Investment bank Goldman Sachs and 10 cable companies have been fined a total of €302 million (£250m) by EU antitrust regulators for running a secret cartel to block competition in the market for electricity power cables.
The firms shared markets and allocated customers between themselves “on an almost worldwide scale” from 1999 for almost 10 years, the European Commission said.
Six European, three Japanese and two Korean producers agreed to avoid each other’s home markets and agreed on price levels and rigged bids for power projects. Whenever Japanese and Korean companies received requests from European customers, they would notify their European counterparts and decline to bid.
“Part of this plan was to allocate important high voltage power cable projects in the European Economic Area (EEA), including large infrastructure and renewable energy projects such as offshore wind farms”, the Commission added.
Prysmian – said to be the world’s top cable maker – received the biggest penalty at €104.6 million (£86.5m), which includes a joint fine of €37.3 million (£30.9m) with Goldman Sachs. The bank acquired the Italian company via one of its private equity funds in 2005 but has since sold its holding.

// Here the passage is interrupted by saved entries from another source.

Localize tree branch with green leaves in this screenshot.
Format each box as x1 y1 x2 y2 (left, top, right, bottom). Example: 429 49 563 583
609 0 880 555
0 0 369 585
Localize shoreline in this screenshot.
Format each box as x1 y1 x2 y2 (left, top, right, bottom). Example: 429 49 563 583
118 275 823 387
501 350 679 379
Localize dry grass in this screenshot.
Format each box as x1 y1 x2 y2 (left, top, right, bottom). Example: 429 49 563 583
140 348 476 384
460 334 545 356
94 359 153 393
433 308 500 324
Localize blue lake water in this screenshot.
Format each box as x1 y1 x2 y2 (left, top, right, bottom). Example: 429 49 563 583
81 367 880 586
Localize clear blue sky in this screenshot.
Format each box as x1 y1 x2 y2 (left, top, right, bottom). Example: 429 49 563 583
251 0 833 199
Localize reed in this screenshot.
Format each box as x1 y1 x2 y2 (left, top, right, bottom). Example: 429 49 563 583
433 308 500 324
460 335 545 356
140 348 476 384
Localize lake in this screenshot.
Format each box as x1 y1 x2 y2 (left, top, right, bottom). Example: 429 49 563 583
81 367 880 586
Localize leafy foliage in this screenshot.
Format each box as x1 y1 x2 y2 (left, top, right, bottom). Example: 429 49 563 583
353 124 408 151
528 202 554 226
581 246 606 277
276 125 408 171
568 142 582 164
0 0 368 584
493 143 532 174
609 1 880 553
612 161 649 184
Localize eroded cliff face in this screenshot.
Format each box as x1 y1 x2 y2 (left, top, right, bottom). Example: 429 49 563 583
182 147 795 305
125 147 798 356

Joaquín Almunia, Commission Vice President in charge of competition policy said: “These companies knew very well that what they were doing was illegal. This is why they acted cautiously and with great secrecy. Despite this and through joint efforts by several competition authorities around the world, we have detected their anti-competitive agreements and brought them to an end.”
ABB received full immunity for revealing the existence of the cartel to the Commission – avoiding a €33 million (£27.3m) fine for its participation in the infringement. Three Japanese firms – Sumitomo, Hitachi and J-Power Systems – were given a 45% “leniency discount” for owning up to the wrongdoing. Other players in the cartel included French manufacturing group Nexans and Japan’s Viscas.